Mais le petit berger ne l’écoute déjà plus. On dirait qu’il n’a même plus peur, car il quitte le seuil de la porte, s’échappe de derrière les épaules d’un berger musclé derrière lequel il s’était réfugié et sort dans le parc à bétail qui se trouve devant le hangar. Il regarde en l’air et marche comme un somnambule, ou plutôt comme s’il était hypnotisé par quelque chose qui l’attire complètement. A un moment, il pousse un “ oh ” de surprise et reste, comme pétrifié, les bras légèrement ouverts.
Stupéfaits, les autres se regardent.
« Qu’a donc ce bêta ? dit l’un.
– Dès demain, je le renvoie chez sa mère. Je ne veux pas de fous pour garder les brebis » déclare un autre.

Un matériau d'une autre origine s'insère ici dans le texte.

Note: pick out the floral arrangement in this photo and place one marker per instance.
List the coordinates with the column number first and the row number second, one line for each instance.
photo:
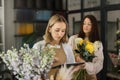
column 86, row 50
column 28, row 63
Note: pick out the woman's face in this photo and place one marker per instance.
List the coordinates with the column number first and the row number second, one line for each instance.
column 58, row 31
column 87, row 26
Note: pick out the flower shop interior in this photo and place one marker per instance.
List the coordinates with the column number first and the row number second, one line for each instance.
column 25, row 21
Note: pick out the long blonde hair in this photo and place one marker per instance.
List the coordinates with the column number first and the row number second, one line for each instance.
column 54, row 19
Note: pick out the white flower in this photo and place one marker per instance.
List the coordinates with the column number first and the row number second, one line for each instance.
column 29, row 64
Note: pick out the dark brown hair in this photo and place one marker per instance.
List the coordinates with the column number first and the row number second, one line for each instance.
column 94, row 34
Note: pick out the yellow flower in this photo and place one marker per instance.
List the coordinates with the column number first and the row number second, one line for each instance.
column 81, row 41
column 90, row 47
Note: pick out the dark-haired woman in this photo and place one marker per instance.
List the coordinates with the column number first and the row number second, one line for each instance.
column 89, row 31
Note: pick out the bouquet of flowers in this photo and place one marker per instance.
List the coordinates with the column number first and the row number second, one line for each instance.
column 28, row 63
column 86, row 50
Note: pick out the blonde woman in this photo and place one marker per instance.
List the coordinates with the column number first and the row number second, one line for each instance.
column 56, row 34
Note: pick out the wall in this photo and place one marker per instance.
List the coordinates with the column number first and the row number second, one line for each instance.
column 9, row 25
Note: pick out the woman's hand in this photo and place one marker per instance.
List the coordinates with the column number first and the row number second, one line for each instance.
column 78, row 58
column 56, row 60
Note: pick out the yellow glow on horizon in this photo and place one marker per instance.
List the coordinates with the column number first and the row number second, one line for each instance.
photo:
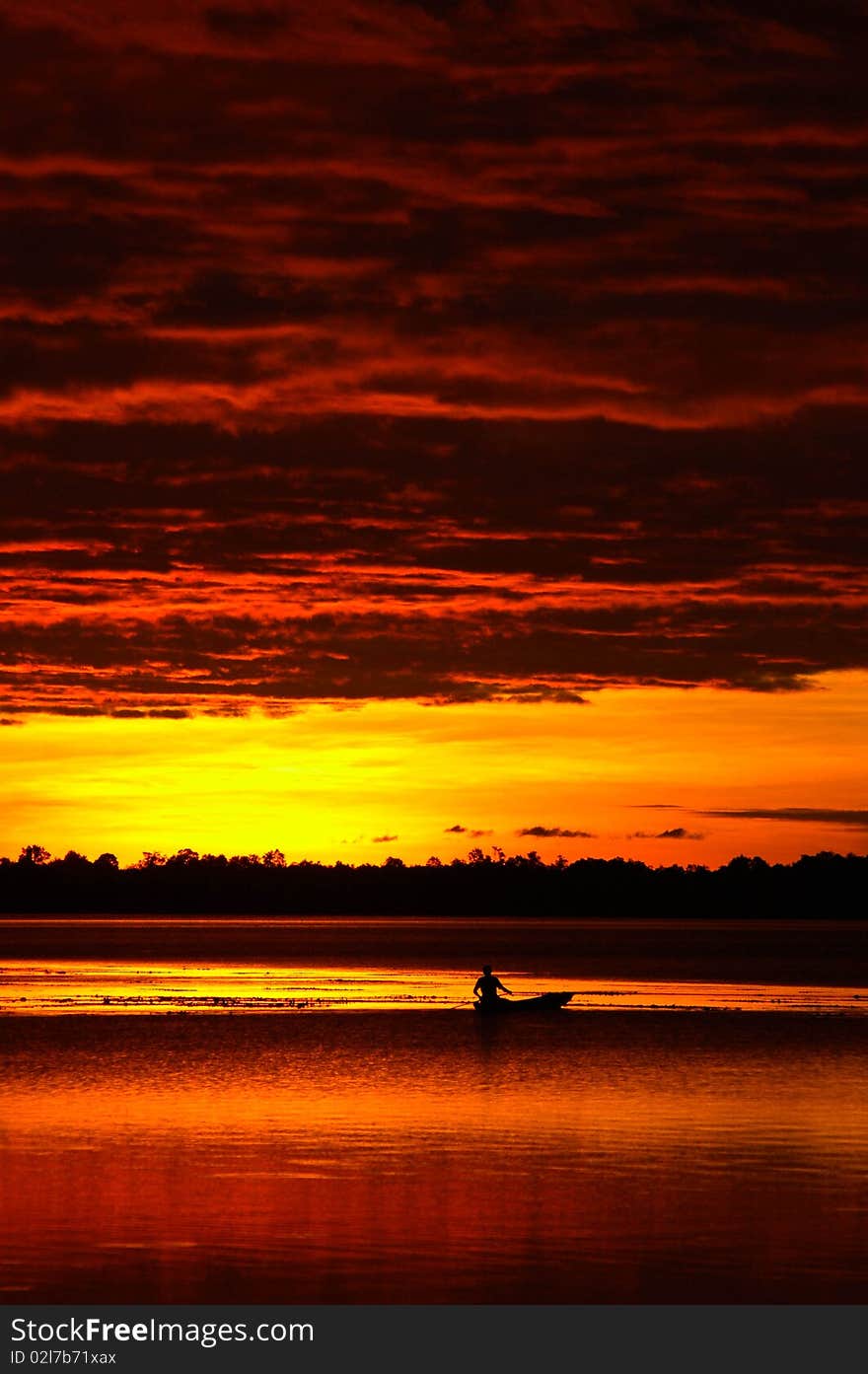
column 328, row 783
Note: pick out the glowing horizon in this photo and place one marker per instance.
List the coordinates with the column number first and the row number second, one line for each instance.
column 644, row 772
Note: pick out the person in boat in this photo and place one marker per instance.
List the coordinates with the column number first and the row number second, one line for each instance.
column 488, row 988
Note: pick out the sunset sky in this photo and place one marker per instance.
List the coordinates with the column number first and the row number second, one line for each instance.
column 434, row 425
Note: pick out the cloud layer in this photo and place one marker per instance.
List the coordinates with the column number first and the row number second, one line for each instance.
column 445, row 352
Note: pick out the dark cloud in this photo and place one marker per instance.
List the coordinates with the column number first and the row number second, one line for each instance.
column 676, row 832
column 811, row 815
column 258, row 22
column 398, row 350
column 553, row 832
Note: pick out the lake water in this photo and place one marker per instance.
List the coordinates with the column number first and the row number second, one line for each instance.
column 309, row 1112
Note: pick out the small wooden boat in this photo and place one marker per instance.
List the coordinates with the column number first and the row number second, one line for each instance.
column 545, row 1002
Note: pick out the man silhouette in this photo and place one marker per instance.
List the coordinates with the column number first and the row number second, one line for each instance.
column 486, row 988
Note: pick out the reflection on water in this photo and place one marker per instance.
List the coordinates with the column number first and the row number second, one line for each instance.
column 427, row 1157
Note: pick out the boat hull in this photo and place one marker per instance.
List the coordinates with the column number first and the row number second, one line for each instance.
column 545, row 1002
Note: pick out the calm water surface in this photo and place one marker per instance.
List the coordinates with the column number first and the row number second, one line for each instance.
column 361, row 1139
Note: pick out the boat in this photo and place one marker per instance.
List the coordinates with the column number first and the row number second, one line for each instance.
column 545, row 1002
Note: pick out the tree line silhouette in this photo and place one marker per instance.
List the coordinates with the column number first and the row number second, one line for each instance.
column 482, row 885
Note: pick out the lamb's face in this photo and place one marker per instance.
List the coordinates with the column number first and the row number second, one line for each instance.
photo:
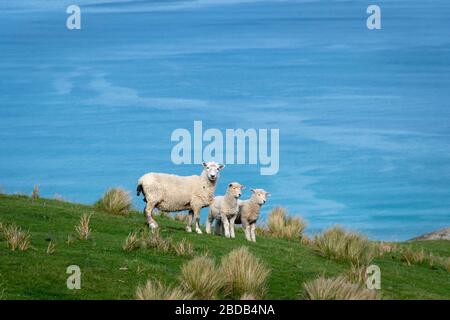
column 212, row 169
column 235, row 189
column 260, row 195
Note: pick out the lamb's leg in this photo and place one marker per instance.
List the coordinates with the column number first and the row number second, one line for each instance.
column 218, row 227
column 232, row 226
column 246, row 227
column 226, row 225
column 253, row 232
column 197, row 220
column 148, row 214
column 209, row 221
column 189, row 221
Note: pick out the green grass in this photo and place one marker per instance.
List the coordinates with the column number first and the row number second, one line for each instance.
column 109, row 272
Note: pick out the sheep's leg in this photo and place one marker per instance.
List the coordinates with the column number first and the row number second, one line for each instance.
column 226, row 225
column 148, row 214
column 246, row 227
column 218, row 227
column 197, row 221
column 253, row 232
column 209, row 221
column 189, row 221
column 232, row 226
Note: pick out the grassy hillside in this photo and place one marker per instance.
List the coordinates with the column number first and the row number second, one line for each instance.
column 108, row 272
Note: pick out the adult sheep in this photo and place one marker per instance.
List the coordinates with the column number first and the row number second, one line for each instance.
column 171, row 193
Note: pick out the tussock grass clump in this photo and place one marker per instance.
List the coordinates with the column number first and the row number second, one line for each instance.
column 83, row 229
column 201, row 277
column 155, row 290
column 281, row 225
column 15, row 237
column 243, row 273
column 116, row 201
column 336, row 289
column 155, row 241
column 35, row 193
column 51, row 248
column 183, row 248
column 131, row 242
column 339, row 244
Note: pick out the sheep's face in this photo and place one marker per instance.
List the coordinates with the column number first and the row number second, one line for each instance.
column 260, row 195
column 235, row 189
column 212, row 170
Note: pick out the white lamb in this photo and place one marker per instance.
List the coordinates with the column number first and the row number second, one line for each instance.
column 224, row 210
column 172, row 193
column 249, row 212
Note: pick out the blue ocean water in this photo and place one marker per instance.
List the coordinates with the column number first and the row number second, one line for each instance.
column 363, row 114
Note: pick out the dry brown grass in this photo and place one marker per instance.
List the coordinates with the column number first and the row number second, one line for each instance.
column 281, row 225
column 244, row 273
column 116, row 201
column 131, row 242
column 155, row 290
column 339, row 244
column 201, row 277
column 337, row 289
column 183, row 248
column 15, row 237
column 83, row 229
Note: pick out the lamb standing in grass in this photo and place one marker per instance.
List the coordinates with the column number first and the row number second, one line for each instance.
column 249, row 212
column 224, row 209
column 172, row 193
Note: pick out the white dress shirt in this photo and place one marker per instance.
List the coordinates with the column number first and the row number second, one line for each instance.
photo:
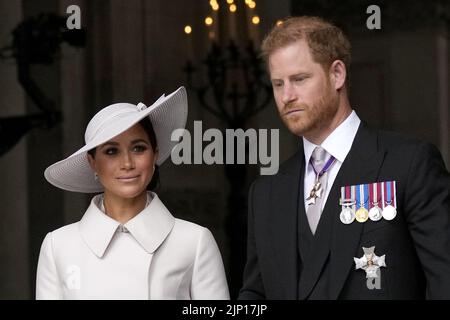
column 152, row 256
column 337, row 144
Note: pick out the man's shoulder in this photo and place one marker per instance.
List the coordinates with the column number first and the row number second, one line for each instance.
column 405, row 147
column 392, row 139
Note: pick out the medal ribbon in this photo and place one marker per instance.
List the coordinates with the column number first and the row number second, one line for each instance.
column 361, row 199
column 388, row 192
column 366, row 196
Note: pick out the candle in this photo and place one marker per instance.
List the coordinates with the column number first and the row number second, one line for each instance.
column 188, row 32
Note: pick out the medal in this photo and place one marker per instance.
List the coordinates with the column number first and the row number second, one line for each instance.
column 370, row 262
column 375, row 213
column 317, row 190
column 361, row 214
column 389, row 210
column 347, row 215
column 347, row 202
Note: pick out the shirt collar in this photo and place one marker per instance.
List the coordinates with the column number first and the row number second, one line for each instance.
column 149, row 228
column 339, row 142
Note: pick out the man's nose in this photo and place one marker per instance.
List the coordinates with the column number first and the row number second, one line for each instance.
column 289, row 94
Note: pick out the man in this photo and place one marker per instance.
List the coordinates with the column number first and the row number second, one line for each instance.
column 356, row 213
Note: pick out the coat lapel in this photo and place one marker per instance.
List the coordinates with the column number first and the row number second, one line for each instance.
column 362, row 165
column 283, row 237
column 334, row 239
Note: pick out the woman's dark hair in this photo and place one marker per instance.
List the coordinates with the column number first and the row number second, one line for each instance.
column 146, row 124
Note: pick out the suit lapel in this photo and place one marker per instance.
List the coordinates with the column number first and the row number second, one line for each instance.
column 334, row 239
column 284, row 200
column 362, row 165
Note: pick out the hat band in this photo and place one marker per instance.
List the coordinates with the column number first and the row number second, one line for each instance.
column 105, row 122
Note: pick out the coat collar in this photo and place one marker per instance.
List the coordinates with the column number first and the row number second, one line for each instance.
column 150, row 227
column 361, row 165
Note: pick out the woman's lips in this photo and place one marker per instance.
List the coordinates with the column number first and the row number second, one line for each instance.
column 127, row 179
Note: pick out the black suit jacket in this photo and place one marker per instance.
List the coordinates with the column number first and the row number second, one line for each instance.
column 416, row 243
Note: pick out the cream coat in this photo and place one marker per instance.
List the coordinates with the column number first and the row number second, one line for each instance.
column 152, row 256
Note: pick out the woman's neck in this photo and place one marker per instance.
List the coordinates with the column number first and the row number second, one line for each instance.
column 123, row 209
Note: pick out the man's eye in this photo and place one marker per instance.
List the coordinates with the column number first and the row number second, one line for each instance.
column 277, row 84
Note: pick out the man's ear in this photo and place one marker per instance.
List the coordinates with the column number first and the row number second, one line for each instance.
column 338, row 74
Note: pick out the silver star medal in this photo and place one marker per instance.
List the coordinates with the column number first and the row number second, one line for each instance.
column 370, row 262
column 316, row 192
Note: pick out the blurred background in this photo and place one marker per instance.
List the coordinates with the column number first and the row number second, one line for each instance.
column 53, row 80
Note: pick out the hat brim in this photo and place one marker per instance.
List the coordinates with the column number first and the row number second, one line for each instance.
column 166, row 115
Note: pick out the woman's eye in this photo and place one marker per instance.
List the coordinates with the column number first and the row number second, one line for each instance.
column 110, row 151
column 139, row 148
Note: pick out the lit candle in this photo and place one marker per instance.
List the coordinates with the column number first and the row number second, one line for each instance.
column 232, row 22
column 188, row 32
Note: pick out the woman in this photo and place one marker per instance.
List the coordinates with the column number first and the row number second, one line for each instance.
column 127, row 245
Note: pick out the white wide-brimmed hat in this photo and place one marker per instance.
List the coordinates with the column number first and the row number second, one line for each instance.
column 166, row 114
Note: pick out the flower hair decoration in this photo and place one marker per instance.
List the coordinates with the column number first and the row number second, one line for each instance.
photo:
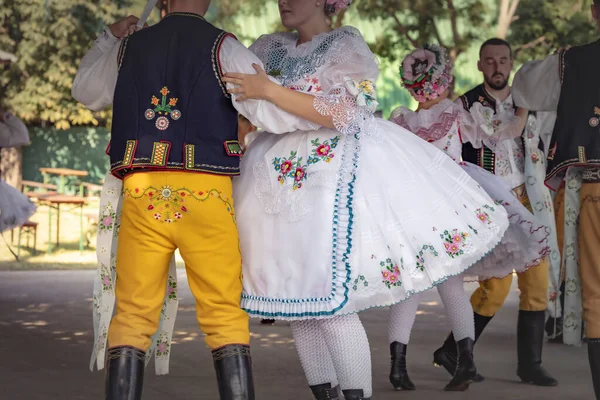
column 332, row 7
column 426, row 73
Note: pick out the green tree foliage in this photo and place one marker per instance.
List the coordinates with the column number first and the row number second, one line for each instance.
column 540, row 27
column 412, row 23
column 50, row 37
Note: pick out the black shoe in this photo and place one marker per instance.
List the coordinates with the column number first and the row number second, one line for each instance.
column 530, row 340
column 465, row 371
column 124, row 373
column 234, row 372
column 554, row 330
column 354, row 394
column 398, row 374
column 594, row 356
column 446, row 356
column 325, row 392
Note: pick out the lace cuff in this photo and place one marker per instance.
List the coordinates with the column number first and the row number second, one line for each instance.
column 488, row 128
column 350, row 106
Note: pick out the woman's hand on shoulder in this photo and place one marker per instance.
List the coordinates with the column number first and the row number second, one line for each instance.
column 251, row 86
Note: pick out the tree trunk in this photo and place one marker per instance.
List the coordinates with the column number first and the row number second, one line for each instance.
column 506, row 16
column 12, row 166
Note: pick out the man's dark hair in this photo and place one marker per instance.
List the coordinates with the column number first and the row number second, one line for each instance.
column 502, row 42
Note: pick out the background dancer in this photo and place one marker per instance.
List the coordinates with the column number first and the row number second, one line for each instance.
column 569, row 83
column 427, row 75
column 508, row 162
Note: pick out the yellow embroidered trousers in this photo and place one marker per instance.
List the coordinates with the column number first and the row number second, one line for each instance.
column 589, row 254
column 533, row 284
column 192, row 212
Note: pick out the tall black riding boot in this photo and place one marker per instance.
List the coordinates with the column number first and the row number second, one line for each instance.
column 594, row 356
column 398, row 374
column 530, row 340
column 234, row 372
column 465, row 370
column 354, row 394
column 124, row 373
column 445, row 356
column 325, row 392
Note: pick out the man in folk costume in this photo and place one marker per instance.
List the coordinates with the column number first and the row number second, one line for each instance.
column 173, row 151
column 516, row 162
column 568, row 82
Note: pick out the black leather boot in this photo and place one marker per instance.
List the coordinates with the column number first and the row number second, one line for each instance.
column 325, row 392
column 594, row 356
column 234, row 372
column 124, row 373
column 465, row 370
column 530, row 340
column 445, row 356
column 398, row 374
column 354, row 394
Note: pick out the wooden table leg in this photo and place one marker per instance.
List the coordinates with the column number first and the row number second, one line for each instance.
column 49, row 228
column 81, row 229
column 57, row 225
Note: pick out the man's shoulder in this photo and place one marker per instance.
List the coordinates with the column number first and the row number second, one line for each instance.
column 471, row 96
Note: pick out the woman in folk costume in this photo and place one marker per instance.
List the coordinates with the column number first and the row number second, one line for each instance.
column 352, row 213
column 427, row 73
column 15, row 208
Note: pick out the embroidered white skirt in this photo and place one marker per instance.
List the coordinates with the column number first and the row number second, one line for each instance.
column 526, row 242
column 332, row 224
column 15, row 207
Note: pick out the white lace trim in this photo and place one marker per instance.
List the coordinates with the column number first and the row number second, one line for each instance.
column 289, row 62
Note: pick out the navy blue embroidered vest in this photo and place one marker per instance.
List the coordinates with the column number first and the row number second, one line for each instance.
column 171, row 110
column 483, row 157
column 576, row 137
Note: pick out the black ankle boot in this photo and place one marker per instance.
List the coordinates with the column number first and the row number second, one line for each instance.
column 446, row 355
column 465, row 370
column 234, row 372
column 124, row 373
column 325, row 392
column 530, row 340
column 398, row 374
column 594, row 356
column 354, row 394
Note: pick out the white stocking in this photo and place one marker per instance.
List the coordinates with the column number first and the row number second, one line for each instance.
column 402, row 319
column 349, row 348
column 458, row 308
column 313, row 352
column 349, row 352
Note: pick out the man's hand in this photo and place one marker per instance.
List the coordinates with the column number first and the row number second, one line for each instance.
column 124, row 27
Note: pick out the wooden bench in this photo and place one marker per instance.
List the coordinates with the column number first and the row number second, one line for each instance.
column 47, row 189
column 28, row 228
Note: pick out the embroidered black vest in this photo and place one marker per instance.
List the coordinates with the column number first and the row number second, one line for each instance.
column 576, row 137
column 171, row 110
column 484, row 157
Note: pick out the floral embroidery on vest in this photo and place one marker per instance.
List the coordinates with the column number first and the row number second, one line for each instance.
column 390, row 272
column 168, row 205
column 292, row 167
column 164, row 109
column 454, row 242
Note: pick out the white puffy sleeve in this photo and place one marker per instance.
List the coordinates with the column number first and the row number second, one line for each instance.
column 348, row 79
column 94, row 84
column 235, row 57
column 537, row 84
column 13, row 132
column 481, row 126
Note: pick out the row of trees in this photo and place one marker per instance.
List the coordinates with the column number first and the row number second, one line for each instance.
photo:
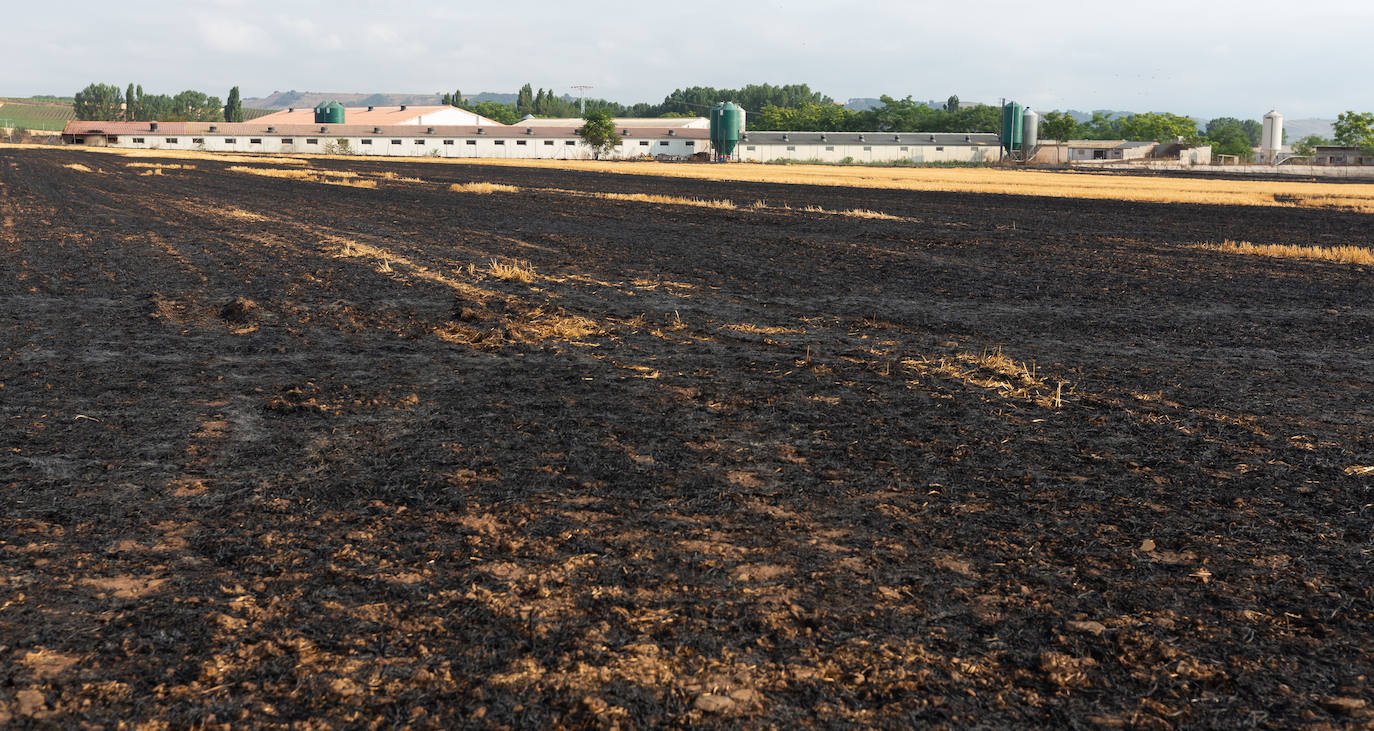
column 107, row 102
column 783, row 107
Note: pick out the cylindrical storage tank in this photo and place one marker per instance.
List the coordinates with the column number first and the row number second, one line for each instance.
column 1271, row 136
column 1011, row 131
column 1029, row 129
column 730, row 127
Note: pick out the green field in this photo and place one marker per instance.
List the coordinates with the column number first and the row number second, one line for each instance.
column 35, row 114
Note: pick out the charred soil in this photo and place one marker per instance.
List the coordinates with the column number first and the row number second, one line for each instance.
column 278, row 451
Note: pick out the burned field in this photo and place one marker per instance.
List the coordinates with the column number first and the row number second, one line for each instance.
column 359, row 448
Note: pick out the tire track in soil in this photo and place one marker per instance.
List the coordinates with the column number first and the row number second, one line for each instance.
column 624, row 547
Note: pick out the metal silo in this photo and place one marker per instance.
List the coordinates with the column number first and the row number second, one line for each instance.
column 1011, row 131
column 1029, row 131
column 731, row 122
column 1271, row 138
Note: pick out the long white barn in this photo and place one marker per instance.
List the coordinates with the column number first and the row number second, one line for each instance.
column 392, row 140
column 448, row 132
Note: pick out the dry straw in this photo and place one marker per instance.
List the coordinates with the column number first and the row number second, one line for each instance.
column 511, row 270
column 1340, row 254
column 482, row 187
column 331, row 177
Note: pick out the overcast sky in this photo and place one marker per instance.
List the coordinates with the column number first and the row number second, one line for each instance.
column 1205, row 58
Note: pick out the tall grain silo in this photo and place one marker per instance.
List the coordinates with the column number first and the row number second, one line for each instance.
column 1029, row 131
column 727, row 124
column 1011, row 127
column 1271, row 139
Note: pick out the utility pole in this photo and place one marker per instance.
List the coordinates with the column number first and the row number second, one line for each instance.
column 581, row 102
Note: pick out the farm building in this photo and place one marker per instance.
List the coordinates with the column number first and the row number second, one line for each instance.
column 449, row 132
column 676, row 122
column 1060, row 153
column 869, row 146
column 1091, row 150
column 379, row 116
column 493, row 140
column 1332, row 154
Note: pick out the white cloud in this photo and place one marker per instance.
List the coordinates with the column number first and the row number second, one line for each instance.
column 232, row 36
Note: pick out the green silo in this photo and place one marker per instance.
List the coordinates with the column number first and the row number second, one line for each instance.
column 726, row 122
column 1013, row 118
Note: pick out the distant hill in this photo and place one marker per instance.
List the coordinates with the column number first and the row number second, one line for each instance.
column 349, row 99
column 1296, row 129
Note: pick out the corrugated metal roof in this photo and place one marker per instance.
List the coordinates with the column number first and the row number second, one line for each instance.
column 374, row 116
column 870, row 138
column 621, row 121
column 256, row 128
column 1108, row 144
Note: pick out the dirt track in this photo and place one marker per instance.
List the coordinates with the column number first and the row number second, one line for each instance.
column 272, row 454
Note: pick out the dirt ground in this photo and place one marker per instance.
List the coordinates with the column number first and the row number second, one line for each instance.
column 287, row 452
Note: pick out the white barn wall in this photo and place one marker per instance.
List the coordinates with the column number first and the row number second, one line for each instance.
column 566, row 147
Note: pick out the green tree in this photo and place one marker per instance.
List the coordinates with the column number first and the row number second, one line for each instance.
column 234, row 107
column 598, row 132
column 1160, row 127
column 1101, row 127
column 1058, row 125
column 102, row 102
column 525, row 100
column 495, row 111
column 1355, row 129
column 804, row 118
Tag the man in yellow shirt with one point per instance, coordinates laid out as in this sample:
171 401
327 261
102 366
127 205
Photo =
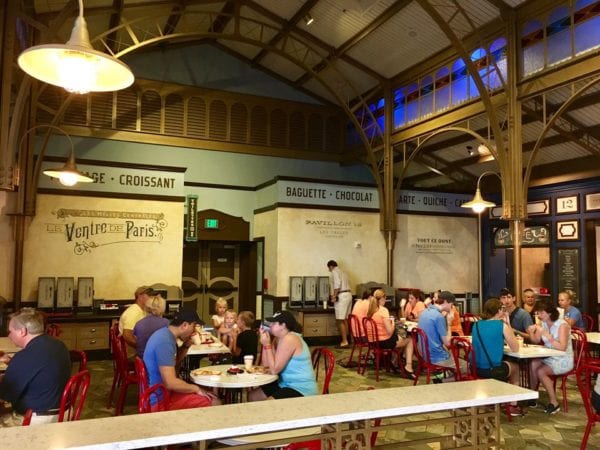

Le vieillard qui a parlé avant lui ajoute :
« Allons voir avant de juger. Appelez aussi les autres qui dorment et prenez vos bâtons. Il y a peut-être une mauvaise bête ou des brigands… »
Ils rentrent, appellent les autres bergers, sortent avec des torches et des gourdins et rejoignent l’enfant.
« Là, là ! » murmure-t-il en souriant. « Au-dessus de l’arbre, regardez cette lumière qui arrive. On dirait qu’elle avance sur un rayon de lune. Là voilà qui s’approche ! Qu’elle est belle !
– Moi, je ne vois qu’une clarté un peu vive.
– Moi aussi, approuvent les autres.
– Non. Je vois quelque chose qui ressemble à un corps, dit l’un d’eux, en qui je reconnais le berger qui a donné du lait à Marie.
– C’est un… c’est un ange ! S’écrie l’enfant. Le voilà qui descend et qui s’approche… par terre ! A genoux devant l’ange de Dieu ! »
Un long “ oh ” plein de respect s’élève du groupe des bergers qui tombent face à terre. Plus ils sont âgés, plus ils paraissent frappés par l’apparition. Les plus jeunes sont à genoux, mais ils regardent l’ange, qui s’approche toujours plus près et s’arrête en l’air en déployant de grandes ailes d’une blancheur de perle dans la blancheur de la lune qui l’entoure, au-dessus du mur d’enceinte.
« N’ayez pas peur, je ne porte pas malheur. Je vous apporte la nouvelle d’une grande allégresse pour le peuple d’Israël et pour tous les peuples de la terre. »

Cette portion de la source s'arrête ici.